ES SORPRENDENTE LO fácil que me resulta encontrar la choza de piedra, a pesar de que jamás he estado en este lugar y de que ya es noche cerrada. Se ubica junto a un monte, es pequeña y oscura, y es fácil no reparar en ella, puesto que prácticamente se funde con la montaña que la rodea y con la niebla gris que se ha formado. Es un pequeño elemento artificial en medio de la naturaleza.
Está en silencio. ¿Es posible que estén ahí, a pesar de todo?
Me acerco, agarro el tirador, abro la puerta. Dentro, en un banco de piedra junto a la pared, a solo un metro de mí, encuentro a mis hijos. Están sentados con mi madre en medio, mirándome fijamente.
—Oh, Dios mío —exclamo, me acerco a ellos corriendo, abrazo primero a uno y luego al otro. Después me arrodillo delante de mi madre; en este momento no me importa que esté aquí. Con la mano izquierda agarro la de Nikolai, la de Andreas con la derecha, y las sostengo sobre el regazo de mi madre.
Me siento tan aliviada; me tiemblan las piernas y las manos, todo el cuerpo. Por fin los he encontrado. Están a salvo, a partir de ahora todo irá bien.
—Ay, mis chicos —digo—. Dios mío, qué alegría veros.
—Mamá —dice Nikolai, con la voz plana, tiene lágrimas en los ojos.

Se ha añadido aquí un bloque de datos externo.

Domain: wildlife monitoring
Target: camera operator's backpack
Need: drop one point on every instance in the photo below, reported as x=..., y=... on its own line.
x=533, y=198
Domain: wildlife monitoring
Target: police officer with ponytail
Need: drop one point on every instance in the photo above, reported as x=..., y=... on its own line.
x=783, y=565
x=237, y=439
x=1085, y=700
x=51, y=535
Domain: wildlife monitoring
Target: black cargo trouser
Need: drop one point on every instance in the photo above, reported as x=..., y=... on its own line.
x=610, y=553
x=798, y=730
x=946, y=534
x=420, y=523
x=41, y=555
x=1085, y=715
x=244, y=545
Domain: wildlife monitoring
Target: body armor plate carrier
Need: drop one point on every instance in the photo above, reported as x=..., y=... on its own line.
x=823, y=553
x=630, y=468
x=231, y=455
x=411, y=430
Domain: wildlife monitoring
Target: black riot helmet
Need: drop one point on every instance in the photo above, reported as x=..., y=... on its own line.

Me pongo en pie, miro a la mujer que está sentada entre los dos, que aún no ha dicho nada. Es real, existe, está sentada aquí, se los había llevado. Lo único que deseo es golpearla. No puedo hacerlo en presencia de los niños.
—Oye —digo—. ¿Por qué has hecho esto? ¿Qué pretendías conseguir?
—¿Yo? —pregunta en tono sarcástico, con una risa que jamás podré olvidar—. ¿Piensas que yo estoy detrás de esto?
—Sé que lo estás —digo.
—Mamá —dice Andreas con la voz apagada.
—¿Sí, cariño? —pregunto, sonriéndole. A pesar de lo terrible que es estar aquí, junto a ella, me invade una sensación de calidez al verlos a los dos.
—No ha sido la abuela —dice Andreas—. Hemos sido nosotros.